At Replay 2026, Temporal closed this gap. Serverless Workers — now in pre-release — deploy Worker logic directly to AWS Lambda, with Temporal Cloud handling invocation, autoscaling, and scale-to-zero (byteiota). When the task queue is empty, nothing runs. When a burst arrives, Lambda scales to match. When each invocation finishes, it shuts down.
The cold-start objection dissolves on inspection. Lambda takes 200 to 500 milliseconds to initialize a new execution environment. A single LLM call takes one to thirty seconds. For multi-step agent workflows running for minutes, the cold start is statistical noise (byteiota).
A second Replay 2026 release, Workflow Streams, pushes token batches and status updates back to the caller while a workflow runs, using Temporal’s Signal and Update primitives. This closes the last gap: streaming AI responses through a durable orchestration layer without breaking the execution guarantee.
When You Don’t Need Durability
Durable execution is not free. It adds a coordination service to operate, a journal to store, and determinism constraints on workflow code. Not every workload justifies it.
A single-shot LLM call with no tool use does not need it. A stateless function-call proxy does not need it. A batch job that can be safely re-run from scratch does not need it.

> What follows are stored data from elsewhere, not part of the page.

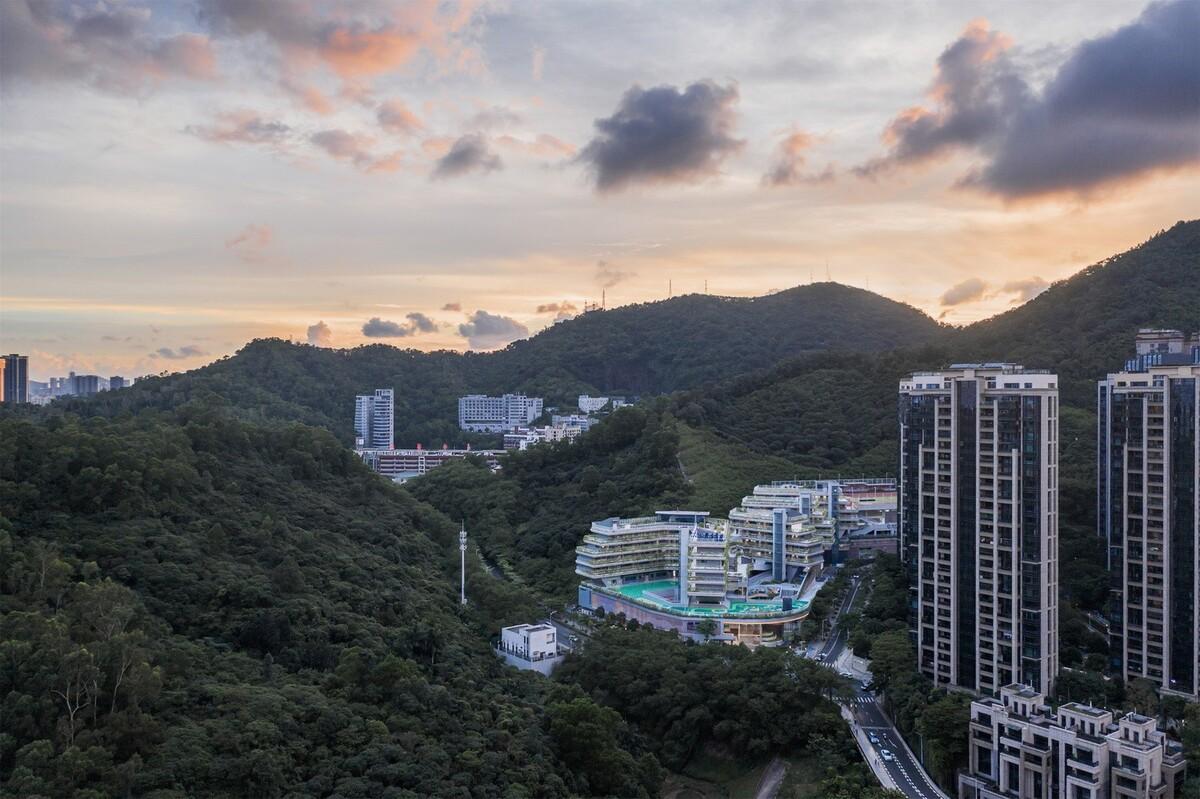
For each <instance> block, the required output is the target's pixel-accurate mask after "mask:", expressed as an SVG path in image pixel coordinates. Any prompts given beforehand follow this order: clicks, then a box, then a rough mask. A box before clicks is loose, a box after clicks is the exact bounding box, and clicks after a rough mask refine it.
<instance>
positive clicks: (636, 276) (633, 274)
mask: <svg viewBox="0 0 1200 799" xmlns="http://www.w3.org/2000/svg"><path fill="white" fill-rule="evenodd" d="M631 277H637V272H625V271H622V270H619V269H617V268H616V266H613V265H612V264H610V263H608V262H607V260H598V262H596V275H595V280H596V283H599V284H600V286H601V288H612V287H613V286H617V284H618V283H623V282H624V281H628V280H629V278H631Z"/></svg>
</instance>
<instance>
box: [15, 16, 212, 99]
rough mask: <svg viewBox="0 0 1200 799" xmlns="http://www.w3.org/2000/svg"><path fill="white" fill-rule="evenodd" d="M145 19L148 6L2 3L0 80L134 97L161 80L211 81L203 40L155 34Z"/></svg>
mask: <svg viewBox="0 0 1200 799" xmlns="http://www.w3.org/2000/svg"><path fill="white" fill-rule="evenodd" d="M150 19H151V12H150V11H149V10H148V8H138V7H132V6H124V5H119V4H100V2H92V4H84V2H41V1H36V2H35V1H29V0H12V1H10V2H5V4H4V6H2V20H0V82H2V83H4V84H5V85H10V84H16V83H48V82H77V83H83V84H86V85H90V86H94V88H96V89H100V90H102V91H110V92H116V94H134V92H139V91H143V90H146V89H150V88H154V86H155V85H156V84H157V83H160V82H161V80H164V79H169V78H184V79H192V80H211V79H214V78H216V76H217V70H216V59H215V58H214V54H212V48H211V42H210V41H209V38H208V37H206V36H200V35H198V34H182V35H178V36H160V35H156V34H154V32H151V30H150Z"/></svg>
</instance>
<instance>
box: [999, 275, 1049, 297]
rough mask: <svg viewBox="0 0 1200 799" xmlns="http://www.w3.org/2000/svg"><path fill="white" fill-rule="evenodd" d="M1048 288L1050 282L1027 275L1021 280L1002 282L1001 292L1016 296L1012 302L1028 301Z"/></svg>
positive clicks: (1005, 293) (1034, 276) (1036, 295)
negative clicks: (1002, 285)
mask: <svg viewBox="0 0 1200 799" xmlns="http://www.w3.org/2000/svg"><path fill="white" fill-rule="evenodd" d="M1048 288H1050V283H1049V282H1048V281H1044V280H1042V278H1040V277H1038V276H1036V275H1034V276H1033V277H1027V278H1025V280H1022V281H1009V282H1007V283H1004V287H1003V288H1002V289H1001V293H1002V294H1015V295H1016V298H1015V299H1014V300H1013V301H1014V302H1028V301H1030V300H1032V299H1033V298H1036V296H1037V295H1038V294H1042V292H1045V290H1046V289H1048Z"/></svg>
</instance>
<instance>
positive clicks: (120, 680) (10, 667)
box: [0, 402, 659, 799]
mask: <svg viewBox="0 0 1200 799" xmlns="http://www.w3.org/2000/svg"><path fill="white" fill-rule="evenodd" d="M0 507H2V509H4V516H2V517H0V563H2V564H4V570H2V573H0V582H2V589H4V590H2V595H0V611H2V614H0V615H2V629H0V650H2V657H0V662H2V666H0V697H2V705H0V715H2V717H4V728H2V731H0V775H2V780H0V782H2V783H4V791H5V795H13V797H77V798H85V797H86V798H92V797H110V795H139V797H143V795H144V797H155V798H157V799H167V798H169V797H180V798H181V797H226V795H254V797H282V795H289V797H308V795H312V797H428V795H457V797H568V795H578V794H584V795H588V794H589V793H590V789H589V787H588V776H587V774H586V770H581V769H580V768H578V767H577V765H572V763H571V757H570V756H569V755H568V753H566V752H569V751H570V746H571V745H572V744H571V743H570V739H571V737H572V735H575V734H576V732H575V731H574V729H572V722H569V721H564V720H565V719H570V717H574V716H577V715H578V714H590V715H592V716H594V719H593V721H592V723H593V726H594V727H595V729H596V731H598V732H599V733H602V734H604V735H605V738H604V740H607V741H608V746H610V751H607V752H606V753H604V757H608V758H610V762H611V763H616V764H622V765H623V768H620V769H619V771H618V774H619V779H620V780H622V782H620V783H619V785H618V786H617V787H616V788H614V789H613V791H611V792H610V791H608V789H605V791H604V792H602V793H604V794H607V793H616V794H619V795H653V793H654V792H655V785H656V780H658V774H659V770H658V765H656V762H655V761H654V758H653V755H648V752H647V750H646V747H644V746H643V745H642V744H641V743H638V741H640V739H637V738H636V737H635V735H632V734H631V733H630V732H629V731H628V728H626V727H625V723H624V722H623V721H622V720H620V717H619V716H617V715H616V714H612V713H602V709H601V708H598V707H595V705H594V704H593V703H592V702H590V699H588V698H587V697H584V696H583V695H581V693H578V691H572V690H570V689H569V686H564V687H554V686H551V685H548V684H546V683H545V681H544V680H538V679H533V678H530V677H529V675H527V674H518V673H516V672H514V671H511V669H508V668H506V667H504V666H502V665H500V661H499V660H498V659H496V657H494V656H493V655H492V654H491V651H490V649H488V644H487V638H488V635H490V633H491V632H493V631H494V630H496V629H497V627H498V626H499V625H500V624H504V623H510V621H512V620H514V619H516V618H528V617H529V614H530V613H533V612H534V611H533V608H532V607H530V605H529V601H528V596H527V595H524V594H522V593H520V591H516V590H515V589H512V588H511V587H510V585H508V584H505V583H503V582H498V581H492V579H491V578H490V577H488V576H487V573H486V571H485V570H482V569H481V567H479V566H476V567H474V569H473V571H472V575H470V581H472V590H473V593H474V595H475V597H476V600H478V601H476V602H474V603H473V605H472V606H470V607H469V609H467V611H462V609H461V608H460V606H458V603H457V595H456V590H455V588H456V585H455V581H454V579H452V578H448V572H452V571H454V566H455V565H456V564H455V561H456V558H455V555H456V554H457V552H456V546H455V540H456V529H457V528H456V525H455V524H452V523H451V522H450V521H449V519H446V518H445V517H444V516H442V515H440V513H437V512H436V511H433V510H432V509H430V507H428V506H426V505H422V504H420V503H416V501H415V500H413V499H412V498H410V497H409V495H408V494H407V493H404V492H403V491H401V489H398V488H394V487H392V486H390V485H388V483H386V482H385V481H383V480H380V479H379V477H377V476H376V475H372V474H370V473H368V471H366V469H365V468H364V467H362V465H361V464H360V463H359V462H358V459H356V458H355V457H354V455H353V453H350V452H348V451H347V450H346V449H344V447H343V446H342V445H341V444H340V443H338V441H337V440H336V439H334V437H332V435H330V434H329V433H326V432H324V431H319V429H314V428H311V427H304V426H300V425H288V426H280V427H264V426H258V425H254V423H250V422H246V421H242V420H239V419H236V417H235V416H234V415H233V414H230V413H228V410H227V409H224V408H221V407H220V405H210V404H205V403H199V402H194V403H188V404H186V405H184V407H181V408H179V409H176V410H175V411H172V413H169V414H156V413H150V411H146V413H143V414H142V415H138V416H133V417H128V419H122V420H116V421H110V420H106V419H91V420H80V419H78V417H74V416H71V415H64V414H47V415H40V416H38V417H37V419H36V420H30V419H23V417H11V416H10V417H6V419H2V420H0ZM625 765H628V768H625ZM607 785H608V786H610V787H612V783H607Z"/></svg>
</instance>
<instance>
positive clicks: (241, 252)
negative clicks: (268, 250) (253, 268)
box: [226, 224, 274, 263]
mask: <svg viewBox="0 0 1200 799" xmlns="http://www.w3.org/2000/svg"><path fill="white" fill-rule="evenodd" d="M272 236H274V233H272V232H271V227H270V226H269V224H247V226H246V227H245V228H242V229H241V232H240V233H238V235H235V236H233V238H230V239H227V240H226V250H233V251H234V252H236V253H238V257H239V258H241V259H242V260H245V262H248V263H259V262H262V260H263V259H264V258H265V251H266V248H268V247H269V246H270V245H271V238H272Z"/></svg>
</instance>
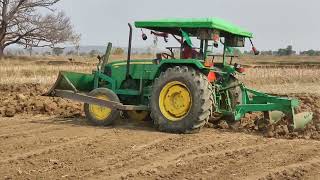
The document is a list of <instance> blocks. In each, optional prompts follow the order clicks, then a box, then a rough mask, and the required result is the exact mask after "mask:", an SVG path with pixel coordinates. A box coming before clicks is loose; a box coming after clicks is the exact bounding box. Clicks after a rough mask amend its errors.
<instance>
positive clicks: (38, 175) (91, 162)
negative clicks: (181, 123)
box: [0, 119, 320, 179]
mask: <svg viewBox="0 0 320 180" xmlns="http://www.w3.org/2000/svg"><path fill="white" fill-rule="evenodd" d="M55 121H56V120H55V119H52V120H50V119H49V120H48V119H43V120H40V119H39V120H34V121H32V120H31V121H30V119H26V120H23V121H22V122H26V124H29V125H30V126H28V125H26V126H24V127H22V128H21V132H12V133H11V135H12V136H11V139H13V140H15V139H18V140H19V138H20V140H19V141H16V142H23V141H24V140H25V141H26V143H25V144H26V145H28V144H30V142H32V140H33V139H30V138H28V137H24V136H25V134H28V133H30V134H29V135H30V136H32V137H40V139H45V138H48V139H49V141H44V142H43V144H41V143H40V144H35V145H34V146H35V147H32V148H31V146H30V149H29V150H28V149H27V150H28V151H26V152H23V151H21V150H13V151H12V152H9V151H8V150H10V148H9V149H8V148H7V149H4V150H5V154H7V156H4V159H1V160H0V174H1V175H7V176H10V175H11V176H12V178H13V179H25V178H30V179H43V178H45V179H57V178H58V179H59V178H62V177H69V178H71V179H79V178H80V179H100V178H103V179H121V178H124V179H140V178H142V179H156V178H160V179H183V178H190V177H192V178H193V179H199V178H208V179H210V178H211V179H212V178H220V179H221V178H222V179H244V178H248V179H250V178H253V179H258V178H261V179H268V178H269V177H270V176H271V177H274V179H277V178H278V179H279V178H281V177H291V174H293V175H294V176H293V177H308V176H310V178H313V177H320V176H319V174H317V173H318V168H317V167H320V163H319V161H320V160H319V157H320V152H319V151H318V149H319V148H320V142H319V141H312V140H286V139H266V138H263V137H261V136H254V135H248V134H243V133H235V132H223V131H219V130H214V129H204V130H203V131H202V132H201V133H199V134H192V135H177V134H167V133H160V132H156V131H153V129H152V128H149V127H142V128H141V127H139V128H136V127H135V126H133V127H131V126H130V125H129V126H123V125H117V126H115V127H113V128H98V127H92V126H81V125H79V124H72V123H71V124H69V123H63V122H61V123H60V122H59V120H58V121H57V122H55ZM8 123H10V122H9V121H8ZM35 123H36V124H37V125H36V126H35ZM38 124H40V127H39V126H38ZM3 125H5V123H3ZM55 127H58V128H59V129H58V130H56V129H55ZM60 127H61V128H62V129H60ZM33 128H35V129H33ZM38 128H39V129H38ZM51 128H53V129H51ZM24 129H25V130H24ZM41 129H42V130H41ZM49 131H50V132H49ZM19 133H20V134H19ZM7 134H10V133H7ZM61 137H63V139H61V141H56V142H50V139H53V140H54V139H59V138H61ZM9 140H10V138H9ZM13 143H15V142H13ZM314 157H315V158H314ZM312 158H314V160H312ZM232 174H234V175H232ZM299 174H302V175H299ZM2 177H3V176H2ZM2 177H1V176H0V179H1V178H2Z"/></svg>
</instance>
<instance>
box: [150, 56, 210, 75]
mask: <svg viewBox="0 0 320 180" xmlns="http://www.w3.org/2000/svg"><path fill="white" fill-rule="evenodd" d="M203 63H204V61H203V60H199V59H169V60H162V61H161V62H160V64H159V68H158V70H157V72H156V73H155V76H154V77H155V78H157V77H159V75H160V74H161V72H164V71H166V69H168V68H170V67H174V66H189V67H193V68H194V69H196V70H199V71H200V72H202V73H204V74H206V75H207V74H208V73H209V71H210V69H209V68H207V67H205V66H204V65H203Z"/></svg>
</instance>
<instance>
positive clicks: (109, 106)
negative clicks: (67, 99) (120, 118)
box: [53, 89, 149, 111]
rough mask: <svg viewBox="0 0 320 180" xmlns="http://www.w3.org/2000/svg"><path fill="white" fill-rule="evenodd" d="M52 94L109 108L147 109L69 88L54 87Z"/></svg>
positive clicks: (145, 110) (135, 110) (76, 100)
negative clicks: (62, 88) (86, 93)
mask: <svg viewBox="0 0 320 180" xmlns="http://www.w3.org/2000/svg"><path fill="white" fill-rule="evenodd" d="M53 94H54V96H57V97H62V98H67V99H71V100H75V101H79V102H83V103H88V104H95V105H99V106H104V107H108V108H111V109H118V110H126V111H148V110H149V107H148V106H144V105H139V106H135V105H124V104H122V103H119V102H114V101H107V100H102V99H98V98H96V97H92V96H88V95H85V94H80V93H76V92H73V91H69V90H58V89H56V90H54V92H53Z"/></svg>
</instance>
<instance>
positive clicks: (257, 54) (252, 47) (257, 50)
mask: <svg viewBox="0 0 320 180" xmlns="http://www.w3.org/2000/svg"><path fill="white" fill-rule="evenodd" d="M252 51H253V53H254V55H256V56H258V55H259V54H260V51H258V50H257V49H256V48H255V47H254V46H253V47H252Z"/></svg>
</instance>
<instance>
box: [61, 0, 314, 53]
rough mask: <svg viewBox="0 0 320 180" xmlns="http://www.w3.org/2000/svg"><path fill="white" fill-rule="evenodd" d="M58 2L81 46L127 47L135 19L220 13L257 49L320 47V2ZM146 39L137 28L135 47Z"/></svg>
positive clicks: (81, 0)
mask: <svg viewBox="0 0 320 180" xmlns="http://www.w3.org/2000/svg"><path fill="white" fill-rule="evenodd" d="M57 6H58V9H60V10H63V11H65V13H66V14H67V15H68V16H69V17H70V18H71V21H72V23H73V25H74V28H75V30H76V31H77V32H78V33H81V45H105V44H107V42H109V41H110V42H112V43H113V44H114V46H121V47H126V46H127V44H128V25H127V23H129V22H130V23H133V22H134V21H136V20H151V19H160V18H170V17H179V18H190V17H196V18H198V17H219V18H223V19H225V20H227V21H230V22H232V23H234V24H236V25H239V26H241V27H244V28H245V29H247V30H249V31H250V32H253V33H254V42H255V44H256V46H257V47H258V49H261V50H269V49H272V50H276V49H278V48H284V47H286V46H287V45H292V46H293V48H294V49H295V50H297V51H302V50H308V49H317V50H319V49H320V47H319V42H318V41H319V40H320V35H319V33H320V20H319V19H320V1H319V0H196V1H187V0H185V1H181V0H158V1H155V0H61V2H60V3H59V4H58V5H57ZM150 39H152V37H149V41H142V40H141V31H140V29H135V30H134V39H133V46H135V47H146V46H150V45H151V44H152V41H151V40H150ZM173 42H174V40H173V39H172V40H171V39H170V43H173Z"/></svg>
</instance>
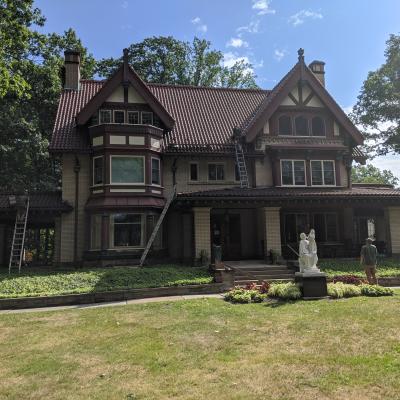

The decision point is simple: if a crash mid-execution would force you to re-spend money, re-execute side effects, or lose irrecoverable state, you need durable execution. If a retry is effectively free, you do not.
The teams getting this wrong in 2026 are not the ones skipping durability — they are the ones applying it to trivially restartable work and then wondering why their infra bill doubled. Match the execution model to the actual cost of failure.
The Hard Truth
Serverless was built for stateless request handling. Agents are stateful, long-running, and failure-prone. Pretending the second fits inside the first is how you ship an agent that works in the demo and burns money in production. The infrastructure to solve this exists — Temporal, Inngest, Restate, DBOS — and as of 2026 it no longer requires always-on servers to run. The remaining excuse for shipping fragile agents is gone.